Machine learning in tennis (U.S. Open Men’s Singles 2019 Predictions: Who Will Win The Grand Slam?

Manja Bogicevic
Kagera
Published in
4 min readAug 31, 2019

The US Open has begun, and the entire world is watching. Fans of tennis are excited to watch Federer, Djokovic, and Nadal compete on the court. Fans of betting and machine learning are excited to see how machine learning predictive models work, fed by ATP and WTA matches over nine seasons and factoring in surface and more. There is a real possibility to predict the winner for the upcoming US Open championship.
For Novak Djokovic, this is the possibility to overrule Federer. We are all wondering If he is going to succeed in that, but I don’t believe in miracles just in hard work and data. As you all already know that.

Last year I played with football data and predicted the World Cup Winner, now I am playing with tennis data. For all of you who don’t know about my sports career, I played professional tennis a decade ago. So in this blog, I am combining my two biggest loves: tennis and machine learning (come on :) )

How actually prediction works and world best examples

As a result of combining data that predict match outcomes and contains post-match statistics (number of unforced errors, breakpoints won, double faults ), “Andre Coran and his team have built a data source that contains information on 46,114 matches. To build the most accurate model, Andre gathered a wealth of match information from the past two decades. Also, Andre tested several machine learning algorithms before he was satisfied with his results. Andre felt it was necessary to give a variety of Machine Learning schools of thought a chance and landed on Bayesian Machine Learning, the same specific machine learning.

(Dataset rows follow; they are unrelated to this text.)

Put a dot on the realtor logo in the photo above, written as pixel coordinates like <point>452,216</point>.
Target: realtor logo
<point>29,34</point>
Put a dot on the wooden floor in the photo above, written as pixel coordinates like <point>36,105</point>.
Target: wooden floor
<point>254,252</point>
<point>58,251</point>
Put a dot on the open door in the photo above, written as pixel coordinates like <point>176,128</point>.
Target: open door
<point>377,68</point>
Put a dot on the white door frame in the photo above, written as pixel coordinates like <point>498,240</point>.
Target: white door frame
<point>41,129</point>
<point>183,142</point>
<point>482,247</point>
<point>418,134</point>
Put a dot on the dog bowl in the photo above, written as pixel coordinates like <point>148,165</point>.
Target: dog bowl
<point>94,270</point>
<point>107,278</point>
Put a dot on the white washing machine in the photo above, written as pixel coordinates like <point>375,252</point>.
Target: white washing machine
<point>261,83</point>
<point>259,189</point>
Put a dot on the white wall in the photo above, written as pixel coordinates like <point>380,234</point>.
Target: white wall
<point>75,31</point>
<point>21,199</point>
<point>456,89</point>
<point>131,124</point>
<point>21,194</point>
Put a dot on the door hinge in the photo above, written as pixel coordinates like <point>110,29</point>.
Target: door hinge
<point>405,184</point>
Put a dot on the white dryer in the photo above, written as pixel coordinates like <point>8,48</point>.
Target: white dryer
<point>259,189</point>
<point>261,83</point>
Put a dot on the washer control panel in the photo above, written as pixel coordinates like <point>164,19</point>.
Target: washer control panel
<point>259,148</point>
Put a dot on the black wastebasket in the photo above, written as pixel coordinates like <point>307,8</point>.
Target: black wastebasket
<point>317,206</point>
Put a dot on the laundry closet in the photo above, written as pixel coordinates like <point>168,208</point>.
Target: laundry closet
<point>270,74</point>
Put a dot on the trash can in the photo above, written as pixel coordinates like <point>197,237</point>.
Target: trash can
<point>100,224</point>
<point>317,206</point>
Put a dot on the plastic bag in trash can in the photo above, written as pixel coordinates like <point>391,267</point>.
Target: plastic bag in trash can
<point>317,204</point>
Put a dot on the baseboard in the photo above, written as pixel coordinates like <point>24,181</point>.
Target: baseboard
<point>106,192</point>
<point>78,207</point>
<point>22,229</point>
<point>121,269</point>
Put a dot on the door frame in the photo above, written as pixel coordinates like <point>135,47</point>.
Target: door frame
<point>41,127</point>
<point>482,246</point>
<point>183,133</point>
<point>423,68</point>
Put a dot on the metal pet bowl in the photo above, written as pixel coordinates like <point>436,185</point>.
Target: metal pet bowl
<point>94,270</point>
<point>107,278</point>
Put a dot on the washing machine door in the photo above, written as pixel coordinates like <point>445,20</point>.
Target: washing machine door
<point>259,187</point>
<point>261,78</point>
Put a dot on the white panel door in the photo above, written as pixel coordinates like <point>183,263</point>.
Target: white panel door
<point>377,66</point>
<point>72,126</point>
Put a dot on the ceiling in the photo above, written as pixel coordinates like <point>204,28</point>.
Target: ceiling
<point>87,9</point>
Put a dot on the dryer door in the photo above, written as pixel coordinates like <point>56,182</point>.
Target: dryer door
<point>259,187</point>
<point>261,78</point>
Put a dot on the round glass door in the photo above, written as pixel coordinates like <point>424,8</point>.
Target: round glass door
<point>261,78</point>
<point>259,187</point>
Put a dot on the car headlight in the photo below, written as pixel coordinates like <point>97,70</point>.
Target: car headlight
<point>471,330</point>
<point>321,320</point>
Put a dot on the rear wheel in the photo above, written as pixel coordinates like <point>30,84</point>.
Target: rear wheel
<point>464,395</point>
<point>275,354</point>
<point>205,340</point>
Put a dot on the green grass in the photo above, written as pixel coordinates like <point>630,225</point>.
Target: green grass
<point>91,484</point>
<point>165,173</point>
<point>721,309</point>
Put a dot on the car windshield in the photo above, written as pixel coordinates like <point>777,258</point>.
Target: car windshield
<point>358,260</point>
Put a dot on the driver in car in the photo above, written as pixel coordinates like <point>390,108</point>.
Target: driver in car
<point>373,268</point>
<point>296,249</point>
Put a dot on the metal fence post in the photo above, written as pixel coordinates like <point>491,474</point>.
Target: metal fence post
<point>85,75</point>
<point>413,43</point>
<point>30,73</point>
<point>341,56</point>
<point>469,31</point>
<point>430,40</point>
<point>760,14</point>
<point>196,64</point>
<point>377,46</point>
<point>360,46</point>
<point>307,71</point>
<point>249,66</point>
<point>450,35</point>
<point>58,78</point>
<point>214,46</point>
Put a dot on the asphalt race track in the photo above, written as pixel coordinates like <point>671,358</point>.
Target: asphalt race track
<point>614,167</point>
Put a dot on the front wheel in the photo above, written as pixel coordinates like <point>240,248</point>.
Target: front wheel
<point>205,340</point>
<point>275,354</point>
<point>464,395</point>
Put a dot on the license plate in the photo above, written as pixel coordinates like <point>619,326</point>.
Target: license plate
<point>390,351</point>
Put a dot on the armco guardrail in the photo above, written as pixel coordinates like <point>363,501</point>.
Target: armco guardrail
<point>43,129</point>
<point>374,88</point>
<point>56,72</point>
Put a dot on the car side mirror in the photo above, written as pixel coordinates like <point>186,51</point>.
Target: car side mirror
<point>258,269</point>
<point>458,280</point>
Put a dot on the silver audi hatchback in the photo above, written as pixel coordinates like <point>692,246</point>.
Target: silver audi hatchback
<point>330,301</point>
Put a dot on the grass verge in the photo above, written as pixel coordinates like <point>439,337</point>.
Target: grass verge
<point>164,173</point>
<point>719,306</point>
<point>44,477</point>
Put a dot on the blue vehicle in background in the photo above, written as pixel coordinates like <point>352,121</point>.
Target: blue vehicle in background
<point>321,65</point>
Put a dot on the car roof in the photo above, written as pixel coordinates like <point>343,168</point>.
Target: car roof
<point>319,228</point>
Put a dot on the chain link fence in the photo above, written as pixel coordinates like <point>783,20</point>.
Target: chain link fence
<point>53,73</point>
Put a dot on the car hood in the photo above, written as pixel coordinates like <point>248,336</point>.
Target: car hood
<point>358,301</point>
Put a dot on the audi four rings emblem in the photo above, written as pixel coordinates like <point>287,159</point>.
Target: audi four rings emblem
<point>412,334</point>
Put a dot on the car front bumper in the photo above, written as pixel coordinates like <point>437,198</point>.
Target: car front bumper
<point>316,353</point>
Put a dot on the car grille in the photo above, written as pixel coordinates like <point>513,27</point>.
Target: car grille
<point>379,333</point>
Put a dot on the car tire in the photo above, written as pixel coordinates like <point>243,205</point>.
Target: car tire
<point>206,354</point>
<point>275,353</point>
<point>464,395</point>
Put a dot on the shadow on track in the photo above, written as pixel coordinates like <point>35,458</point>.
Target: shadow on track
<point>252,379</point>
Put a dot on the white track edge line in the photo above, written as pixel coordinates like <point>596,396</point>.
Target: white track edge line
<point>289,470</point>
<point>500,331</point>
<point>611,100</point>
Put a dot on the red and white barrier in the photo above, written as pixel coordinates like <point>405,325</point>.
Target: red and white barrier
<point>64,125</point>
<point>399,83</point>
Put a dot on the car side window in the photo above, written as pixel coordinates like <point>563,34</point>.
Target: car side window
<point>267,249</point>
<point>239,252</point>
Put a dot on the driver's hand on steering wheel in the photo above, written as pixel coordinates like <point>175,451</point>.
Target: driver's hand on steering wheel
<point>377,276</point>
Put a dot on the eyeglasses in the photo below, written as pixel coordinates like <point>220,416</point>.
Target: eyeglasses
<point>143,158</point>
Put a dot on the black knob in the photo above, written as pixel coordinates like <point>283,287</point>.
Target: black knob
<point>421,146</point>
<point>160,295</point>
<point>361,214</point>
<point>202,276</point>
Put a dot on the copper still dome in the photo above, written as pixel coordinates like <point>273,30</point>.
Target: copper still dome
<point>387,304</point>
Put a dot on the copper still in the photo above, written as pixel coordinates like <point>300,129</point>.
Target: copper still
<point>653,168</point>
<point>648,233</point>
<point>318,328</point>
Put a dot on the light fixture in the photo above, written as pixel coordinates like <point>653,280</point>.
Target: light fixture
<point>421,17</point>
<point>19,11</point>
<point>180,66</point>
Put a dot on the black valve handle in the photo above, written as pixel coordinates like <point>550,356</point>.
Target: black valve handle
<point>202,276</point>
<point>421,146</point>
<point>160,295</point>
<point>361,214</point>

The bottom line is that the most successful algorithm has fast scalability without expending too much computer processing power, which made Bayes’ approach the obvious winner due to its ability to handle a rapidly ever changing data set. Like the stock market. Yes, you can say tennis is like a stock market. “

Most common questions in our company Kageera we ask ourself, “how can we tune this hyperparameter?” and “How accurate is the model?” First, a hyperparameter is essentially an input that the machine uses to learn and develop predictive trends from the data. Tuning these inputs should involve experimenting with a few different values, analyzing the results, and repeating this process. The answer to the second question, an algorithm is going to run using different subsets of input data, and the results are going to be compared to a tested set of data where the machine learning model was not trained at all. Herer the Machine learning model being trained is being compared to an uneducated machine to gain further knowledge regarding its ability to learn and generalize patterns.
When we talk about the random forest, the most significant pros are that it is speedy to train model and we have accurately fitted betting curve that predicts who wins. However, on the other side, cross-validation results in only 69% accuracy.

When we talk about neural networks, pros are the capability of illustrating complex relationships. However, on another hand, it is less accurate than a random forest model, and there is significant computation power to tune parameters. We can say that using XGBoost in most cases could be the perfect solution.

When data is derived from a sport like a tennis with an enormous amount of variables and thousands of different matches documented, tuning the parameters is vital in the continuous improvement of the model, there is a high degree of complexity when analyzing matches because you have to account for the intangible factors, including surface, previous match history, and player’s confidence. It would be truly incredible to see the evolution of the random forest model.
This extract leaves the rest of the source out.